Mice were anesthetized in accordance with University of Iowa Carver College of Medicine guidelines. Mice were placed into stereotaxic frame and injection of 5 µl AAV1-GCamp6s virus and 5 µl AAV1-flox-tdTomato (UPenn vector core) were injected unilaterally into the ARC of the hypothalamus (bregma −1.6, M/L + 0.2, and D/V −5.4) with a flow rate of 1 µl/5 min. At completion of injection, needle was kept in injection site for an additional 15 min. Mice recovered from surgery for 7 days and tissue was processed for analysis 7–14 days after injection.

Multiphoton imaging

Coronal slices (400 µm) from AAV1-GCamp6s/AAV1-flox-tdTomato-injected mice were prepared, in accordance with University of Iowa Carver College of Medicine guidelines. Slices were cut using a Vibratome 1000 Plus (Vibratome, St. Louis, MO, USA) in ice-cold slicing buffer (127 mM NaCl, 26 mM NaHCO3, 1.2 mM KH2PO4, 1.9 mM KCl, 1.1 mM CaCl2, 2 mM MgSO4, and 10 mM d-glucose) bubbled with 95% O2 and 5% CO2. Slices were then transferred to a holding chamber containing oxygenated aCSF (127 mM NaCl, 26 mM NaHCO3, 1.2 mM KH2PO4, 1.9 mM KCl, 2.2 mM CaCl2, 1 mM MgSO4, and 10 mM d-glucose) for 30 min at 34 °C and then for another 30 min at 22 °C for recovery, and subsequently transferred to a submersion recording chamber continually perfused with 32 °C oxygenated aCSF (rate: 2 ml/min). Slices were then placed in the Olympus FVMPE-RS multiphoton scanning microscope and equilibrated for at least 15 min before each recording. Baseline GCamp6 signal was recorded for the first 5 min and then slice was perfused with 10 nM ghrelin for 15 min. Peak fluorescence during the 15 min ghrelin perfusion was normalized to baseline measurements for each neuron recorded. At the end of the experiment, slices were perfused with high-potassium solution (127 mM KCl, 26 mM NaHCO3, 1.2 mM KH2PO4, 1.9 mM KCl, 2.2 mM CaCl2, 1 mM MgSO4, and 10 mM d-glucose) to induce depolarization and ensure cell viability.

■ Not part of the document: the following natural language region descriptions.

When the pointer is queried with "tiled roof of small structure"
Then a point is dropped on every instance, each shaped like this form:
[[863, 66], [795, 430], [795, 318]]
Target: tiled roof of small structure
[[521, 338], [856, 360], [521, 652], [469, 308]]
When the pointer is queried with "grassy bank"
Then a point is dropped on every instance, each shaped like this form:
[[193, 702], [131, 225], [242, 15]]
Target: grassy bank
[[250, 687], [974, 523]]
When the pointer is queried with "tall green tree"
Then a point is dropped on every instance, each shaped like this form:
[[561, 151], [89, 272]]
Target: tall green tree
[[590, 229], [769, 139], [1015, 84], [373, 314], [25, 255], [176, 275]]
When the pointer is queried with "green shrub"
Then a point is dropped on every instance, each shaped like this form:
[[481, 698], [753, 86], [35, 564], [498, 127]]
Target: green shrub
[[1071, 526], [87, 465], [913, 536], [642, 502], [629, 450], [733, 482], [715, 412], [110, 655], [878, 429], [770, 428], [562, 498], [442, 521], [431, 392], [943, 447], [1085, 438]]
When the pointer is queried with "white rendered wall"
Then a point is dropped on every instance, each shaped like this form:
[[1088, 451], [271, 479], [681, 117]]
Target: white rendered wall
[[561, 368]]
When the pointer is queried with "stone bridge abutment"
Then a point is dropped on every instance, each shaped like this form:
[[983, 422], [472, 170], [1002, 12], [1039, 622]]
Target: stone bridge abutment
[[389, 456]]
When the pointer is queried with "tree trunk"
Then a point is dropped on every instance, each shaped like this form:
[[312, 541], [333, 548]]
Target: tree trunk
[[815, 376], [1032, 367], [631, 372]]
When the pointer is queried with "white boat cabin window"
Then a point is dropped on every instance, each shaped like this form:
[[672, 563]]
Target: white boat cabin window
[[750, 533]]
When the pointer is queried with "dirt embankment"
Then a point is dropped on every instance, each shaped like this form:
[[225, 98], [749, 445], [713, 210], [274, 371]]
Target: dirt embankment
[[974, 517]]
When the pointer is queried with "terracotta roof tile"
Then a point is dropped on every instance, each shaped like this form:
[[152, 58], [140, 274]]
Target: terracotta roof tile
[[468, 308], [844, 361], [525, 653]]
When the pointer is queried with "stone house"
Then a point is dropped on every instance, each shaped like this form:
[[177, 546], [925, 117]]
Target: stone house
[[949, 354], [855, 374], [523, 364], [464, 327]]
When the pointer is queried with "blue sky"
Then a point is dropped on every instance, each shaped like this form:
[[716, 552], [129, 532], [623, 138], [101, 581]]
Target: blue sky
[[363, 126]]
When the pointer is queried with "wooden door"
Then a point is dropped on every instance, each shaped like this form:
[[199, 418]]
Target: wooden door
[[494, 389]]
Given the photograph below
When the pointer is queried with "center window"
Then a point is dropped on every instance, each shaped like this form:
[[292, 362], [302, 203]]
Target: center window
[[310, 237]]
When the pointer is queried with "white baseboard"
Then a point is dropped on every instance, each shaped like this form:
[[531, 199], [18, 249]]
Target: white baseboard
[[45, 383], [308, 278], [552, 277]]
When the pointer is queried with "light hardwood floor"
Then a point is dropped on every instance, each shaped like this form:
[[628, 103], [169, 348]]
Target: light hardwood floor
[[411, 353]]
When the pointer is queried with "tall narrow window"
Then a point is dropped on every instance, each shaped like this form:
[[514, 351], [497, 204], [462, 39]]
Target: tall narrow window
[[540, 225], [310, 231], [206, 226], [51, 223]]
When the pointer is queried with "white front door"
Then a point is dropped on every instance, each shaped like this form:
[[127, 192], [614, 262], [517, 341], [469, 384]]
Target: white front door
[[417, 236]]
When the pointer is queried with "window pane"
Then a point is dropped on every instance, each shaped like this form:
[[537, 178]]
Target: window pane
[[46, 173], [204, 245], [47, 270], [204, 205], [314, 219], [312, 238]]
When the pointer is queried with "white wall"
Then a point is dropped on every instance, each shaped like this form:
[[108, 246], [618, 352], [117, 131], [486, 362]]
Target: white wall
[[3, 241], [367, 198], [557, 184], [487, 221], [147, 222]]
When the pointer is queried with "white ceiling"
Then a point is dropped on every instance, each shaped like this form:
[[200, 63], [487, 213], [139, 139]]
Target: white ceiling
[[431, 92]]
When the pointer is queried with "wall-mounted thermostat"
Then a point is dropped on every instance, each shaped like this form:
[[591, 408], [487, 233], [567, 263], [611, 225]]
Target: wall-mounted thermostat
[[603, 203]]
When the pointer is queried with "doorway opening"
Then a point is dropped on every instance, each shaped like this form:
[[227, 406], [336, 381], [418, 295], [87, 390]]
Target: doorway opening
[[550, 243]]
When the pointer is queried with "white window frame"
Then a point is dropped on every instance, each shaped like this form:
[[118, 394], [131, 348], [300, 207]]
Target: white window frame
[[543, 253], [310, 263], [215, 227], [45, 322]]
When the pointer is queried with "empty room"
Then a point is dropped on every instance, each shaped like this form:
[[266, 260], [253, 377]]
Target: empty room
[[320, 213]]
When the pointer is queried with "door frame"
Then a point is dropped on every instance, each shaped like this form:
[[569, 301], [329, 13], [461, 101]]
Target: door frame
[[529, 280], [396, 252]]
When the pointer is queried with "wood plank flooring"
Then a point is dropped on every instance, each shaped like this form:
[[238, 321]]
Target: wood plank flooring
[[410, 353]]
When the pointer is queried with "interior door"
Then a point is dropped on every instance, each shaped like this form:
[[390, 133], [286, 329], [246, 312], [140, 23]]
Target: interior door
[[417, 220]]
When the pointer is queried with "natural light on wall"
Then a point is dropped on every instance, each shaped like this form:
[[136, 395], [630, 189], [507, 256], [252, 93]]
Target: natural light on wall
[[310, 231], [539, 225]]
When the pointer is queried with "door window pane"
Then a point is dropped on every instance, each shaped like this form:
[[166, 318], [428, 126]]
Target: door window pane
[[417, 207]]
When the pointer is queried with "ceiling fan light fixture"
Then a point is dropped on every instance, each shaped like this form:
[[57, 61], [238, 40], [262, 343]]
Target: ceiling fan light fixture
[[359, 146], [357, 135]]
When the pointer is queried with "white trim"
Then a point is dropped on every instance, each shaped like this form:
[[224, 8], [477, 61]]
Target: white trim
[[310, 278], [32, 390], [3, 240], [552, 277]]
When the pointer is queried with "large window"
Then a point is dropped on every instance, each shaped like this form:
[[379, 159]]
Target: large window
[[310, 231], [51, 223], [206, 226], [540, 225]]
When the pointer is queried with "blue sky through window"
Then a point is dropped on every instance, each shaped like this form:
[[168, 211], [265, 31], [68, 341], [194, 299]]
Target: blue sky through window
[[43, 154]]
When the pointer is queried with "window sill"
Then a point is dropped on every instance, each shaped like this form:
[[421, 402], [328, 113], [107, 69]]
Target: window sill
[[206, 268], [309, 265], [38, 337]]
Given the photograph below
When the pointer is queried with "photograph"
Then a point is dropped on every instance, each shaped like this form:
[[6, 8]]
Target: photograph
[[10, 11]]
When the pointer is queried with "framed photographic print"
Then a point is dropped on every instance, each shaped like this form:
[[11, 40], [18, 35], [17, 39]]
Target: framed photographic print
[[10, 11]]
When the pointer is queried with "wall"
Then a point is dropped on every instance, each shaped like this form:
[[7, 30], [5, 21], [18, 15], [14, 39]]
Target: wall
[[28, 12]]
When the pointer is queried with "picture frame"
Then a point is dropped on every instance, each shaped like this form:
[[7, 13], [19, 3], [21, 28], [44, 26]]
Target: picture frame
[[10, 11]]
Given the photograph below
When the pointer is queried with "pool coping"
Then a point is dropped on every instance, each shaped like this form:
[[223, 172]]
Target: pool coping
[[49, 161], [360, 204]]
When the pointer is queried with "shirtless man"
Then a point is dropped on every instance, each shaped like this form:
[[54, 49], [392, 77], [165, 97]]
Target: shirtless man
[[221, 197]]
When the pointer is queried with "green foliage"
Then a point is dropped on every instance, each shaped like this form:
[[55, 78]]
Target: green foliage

Effect of ghrelin and ACPA on food intake

Ghrelin-induced spontaneous food intake was observed in ad libitum Mrap2 KO mice and WO littermates during the light phase from 10 a.m. to 1 p.m. WT and Mrap2 KO mice were cannulated in the lateral ventricle and individually housed. After recovering from the surgery, mice were acclimated to handling for 7 days before the behavioral test was started. Animals received a slow single ICV injection of either 3 μl of sterile normal saline, 13.5 μg rat ghrelin (Tocris Bioscience, Cat. No. 1465), 1 μg ACPA, or 5 μg ACPA (Tocris Bioscience, Cat. No. 1318) over a 1 min period using a 25 μl Hamilton syringe coupled to an injection cannula by a polyethylene tubing. After injection the injector was kept in place for 3 min to ensure full diffusion from the injector tip. Food intake was monitored at 0, 1, and 3 h after injection.

Statistical analysis

Statistical difference was analyzed using GraphPad Prism 6 program (Graph Pad software, San Diego, CA, USA). The data were shown as mean ± SEM. One-way analysis of variance (ANOVA) followed by post hoc Tukey test or unpaired t-test or regular two-way ANOVA was used to determine statistically significant differences between the groups tested time points and different samples. Energy expenditure data were analyzed by ANCOVA. p < 0.05 was taken as the level of significance in all statistical analyses.

Data availability

All data included in this study are available upon request.